Designer Accuses Anthropologie of Selling Copycat Bag (That, It Turns Out, Is Also Made From Cancer-Causing Materials)

Double fail.


Image via Forestbound Instagram.

We all love a good David vs. Goliath story, especially when David is a fledgling independent designer and Goliath is a billion dollar retail giant. The latest David to raise arms is Alice Saunders, the designer behind Massachusetts-based bag company Forestbound. Yesterday, Saunders posted to Instagram a side-by-side comparison of one of her bags and one sold by Anthropologie (see above). The similarity of design and font is striking, and the fact that Anthro has previously collaborated with Saunders (and so is obviously aware of her brand and products) dashes any hopes of this being purely coincidental.

But there’s another worrisome detail that no one seems to be talking about. Anthro’s iteration of the ‘Escape’ bag, designed by Nila Anthony, comes with its own health warning – a quick little italicized sentence: “WARNING: This product contains a chemical known to the State of California to cause cancer and birth defects or other reproductive harm.” 


Bag Warning

A screenshot of the bag listing on Anthropologie’s website.

The warning is right under a cheery description of the bag as “a friendly vegan leather reminder to keep the getaways coming.” Friendly? What part of cancer and birth defects is friendly?

The bag is made of polyurethane vegan leather, the Material Formerly Known As Pleather. The use of polyurethane in fashion and accessories isn’t anything new, and it’s widespread. In fact, most synthetic leathers are made from polyvinyl chloride (PVC) and polyurethane. (I find it interesting that something labeled ‘vegan’ can contain so many chemicals.) Pleather experienced a grand fashion resurgence back in 2013, thanks to designers like Joseph Altuzarra and Tom Ford. But it’s a material you should probably think twice about: Back in 2010, researchers tested bags made from PVC and discovered “extremely alarming levels of lead in some handbags from top retailers.” Eek.

The warning labels like the one on Anthro’s site are thanks to California’s Proposition 65:

“Labels warning that a product contains compounds that may cause cancer, birth defects, or reproductive harm are now required on many household items sold in California. But people all over the country see them because many companies put the labels on all items that contain these compounds, even if they’re to be sold in other states. The warning labels can be found on many kinds of products, such as electrical wires, jewelry, padlocks, dishes, flashlights, and pesticides, to name just a few.”

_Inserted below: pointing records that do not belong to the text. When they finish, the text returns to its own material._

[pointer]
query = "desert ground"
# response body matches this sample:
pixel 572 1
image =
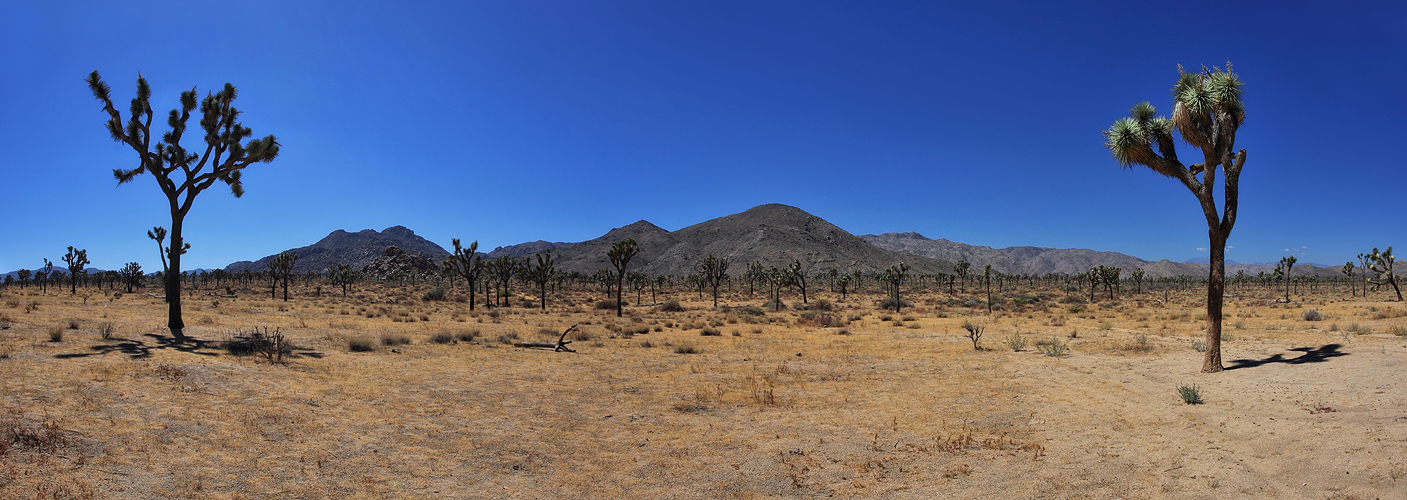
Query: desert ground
pixel 835 397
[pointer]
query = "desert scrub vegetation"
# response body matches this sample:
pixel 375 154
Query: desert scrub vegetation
pixel 1189 393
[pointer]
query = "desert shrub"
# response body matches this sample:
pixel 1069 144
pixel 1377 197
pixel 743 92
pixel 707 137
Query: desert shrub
pixel 1140 342
pixel 360 344
pixel 974 333
pixel 752 310
pixel 1191 395
pixel 889 303
pixel 1054 348
pixel 1016 342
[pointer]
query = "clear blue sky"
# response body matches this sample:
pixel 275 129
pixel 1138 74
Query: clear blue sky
pixel 510 121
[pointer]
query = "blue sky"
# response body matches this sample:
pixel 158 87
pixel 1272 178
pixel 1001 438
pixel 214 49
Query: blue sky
pixel 510 121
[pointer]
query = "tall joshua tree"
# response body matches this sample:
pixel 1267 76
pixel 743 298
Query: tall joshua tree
pixel 621 254
pixel 282 268
pixel 542 273
pixel 1206 114
pixel 1348 271
pixel 1288 262
pixel 960 268
pixel 467 264
pixel 1382 264
pixel 78 261
pixel 714 272
pixel 182 173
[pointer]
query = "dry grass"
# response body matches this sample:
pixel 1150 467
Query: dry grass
pixel 663 404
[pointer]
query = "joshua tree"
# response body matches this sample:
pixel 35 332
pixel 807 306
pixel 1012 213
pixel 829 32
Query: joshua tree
pixel 542 273
pixel 78 261
pixel 132 275
pixel 894 279
pixel 282 268
pixel 621 254
pixel 960 268
pixel 180 173
pixel 798 276
pixel 1206 114
pixel 714 272
pixel 1348 271
pixel 42 276
pixel 345 275
pixel 987 278
pixel 467 264
pixel 1288 262
pixel 503 269
pixel 1382 264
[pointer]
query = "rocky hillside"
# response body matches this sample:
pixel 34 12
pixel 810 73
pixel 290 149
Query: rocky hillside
pixel 352 248
pixel 771 234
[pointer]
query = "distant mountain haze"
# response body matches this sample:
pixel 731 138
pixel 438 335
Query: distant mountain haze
pixel 770 234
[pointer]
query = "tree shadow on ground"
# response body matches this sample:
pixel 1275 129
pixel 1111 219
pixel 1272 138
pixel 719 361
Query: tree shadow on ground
pixel 141 350
pixel 1312 355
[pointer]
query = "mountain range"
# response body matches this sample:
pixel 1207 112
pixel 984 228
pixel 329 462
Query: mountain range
pixel 352 248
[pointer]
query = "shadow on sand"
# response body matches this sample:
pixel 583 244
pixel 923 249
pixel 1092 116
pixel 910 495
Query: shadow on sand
pixel 1312 355
pixel 141 350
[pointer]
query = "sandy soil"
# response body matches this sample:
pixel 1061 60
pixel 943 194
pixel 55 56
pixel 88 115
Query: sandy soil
pixel 773 406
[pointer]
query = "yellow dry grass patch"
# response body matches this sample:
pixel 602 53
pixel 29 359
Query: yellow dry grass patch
pixel 894 404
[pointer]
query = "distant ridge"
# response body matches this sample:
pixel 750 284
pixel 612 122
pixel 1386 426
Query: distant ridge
pixel 351 248
pixel 1040 261
pixel 770 234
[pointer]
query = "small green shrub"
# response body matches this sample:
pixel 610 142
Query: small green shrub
pixel 1016 342
pixel 1054 348
pixel 360 344
pixel 1191 395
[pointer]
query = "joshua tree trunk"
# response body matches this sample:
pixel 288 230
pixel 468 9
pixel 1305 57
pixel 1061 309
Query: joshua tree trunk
pixel 173 319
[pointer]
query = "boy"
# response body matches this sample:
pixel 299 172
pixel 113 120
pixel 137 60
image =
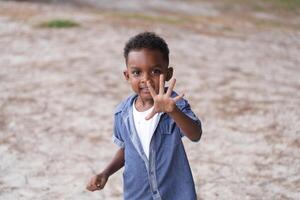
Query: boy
pixel 149 126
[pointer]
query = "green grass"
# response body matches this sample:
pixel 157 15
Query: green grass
pixel 167 19
pixel 59 23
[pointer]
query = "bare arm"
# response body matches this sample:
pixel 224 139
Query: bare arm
pixel 191 129
pixel 98 182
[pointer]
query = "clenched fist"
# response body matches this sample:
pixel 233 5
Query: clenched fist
pixel 97 182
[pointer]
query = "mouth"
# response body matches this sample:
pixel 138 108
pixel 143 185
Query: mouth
pixel 145 89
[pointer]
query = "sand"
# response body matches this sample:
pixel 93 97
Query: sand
pixel 59 88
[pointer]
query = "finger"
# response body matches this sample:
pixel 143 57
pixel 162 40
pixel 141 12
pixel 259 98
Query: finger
pixel 101 184
pixel 150 115
pixel 161 84
pixel 152 91
pixel 178 97
pixel 171 87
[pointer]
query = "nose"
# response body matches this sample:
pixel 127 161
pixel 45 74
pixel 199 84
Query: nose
pixel 145 77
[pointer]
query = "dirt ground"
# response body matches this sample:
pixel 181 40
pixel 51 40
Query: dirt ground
pixel 59 87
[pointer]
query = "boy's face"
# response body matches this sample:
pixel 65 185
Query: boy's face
pixel 146 65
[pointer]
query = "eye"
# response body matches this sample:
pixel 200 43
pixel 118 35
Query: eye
pixel 156 72
pixel 135 72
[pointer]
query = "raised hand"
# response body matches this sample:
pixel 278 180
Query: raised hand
pixel 163 102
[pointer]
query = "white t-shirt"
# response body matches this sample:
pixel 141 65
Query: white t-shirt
pixel 145 128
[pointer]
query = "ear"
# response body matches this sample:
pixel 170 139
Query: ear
pixel 169 73
pixel 126 74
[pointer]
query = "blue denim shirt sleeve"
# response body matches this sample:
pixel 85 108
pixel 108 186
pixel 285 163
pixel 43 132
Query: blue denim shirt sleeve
pixel 117 137
pixel 185 107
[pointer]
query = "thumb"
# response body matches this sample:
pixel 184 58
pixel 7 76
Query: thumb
pixel 150 115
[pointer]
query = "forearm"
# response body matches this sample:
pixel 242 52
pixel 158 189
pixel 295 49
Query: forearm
pixel 190 128
pixel 116 163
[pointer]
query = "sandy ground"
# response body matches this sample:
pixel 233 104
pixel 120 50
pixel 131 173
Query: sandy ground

So how likely is it that a bag like this will lead to cancer? According to Prop 65 requirements, “The law defines ‘no significant risk’ as a level of exposure that would cause no more than 1 extra case of cancer in 100,000 people over a 70-year lifetime. So a compound can be unlabeled if a person exposed to the substance at the expected level for 70 years is estimated to have a 1 in 100,000 chance or less of getting cancer due to that exposure.”

Though the risk might appear to be slight, I wonder why a company that rakes in over a billion dollars annually would bother to dabble in items that require any warnings in the first place. In fact, why deal with pleather at all?

Lucky for those of you who like the bag, well, there’s another, better, less-risky option out there. (Hi, Forestbound!) It’s proof that sometimes you don’t need to reinvent the wheel. Or, as the case may be, slightly modify it with cheaper materials and pass it off as your own.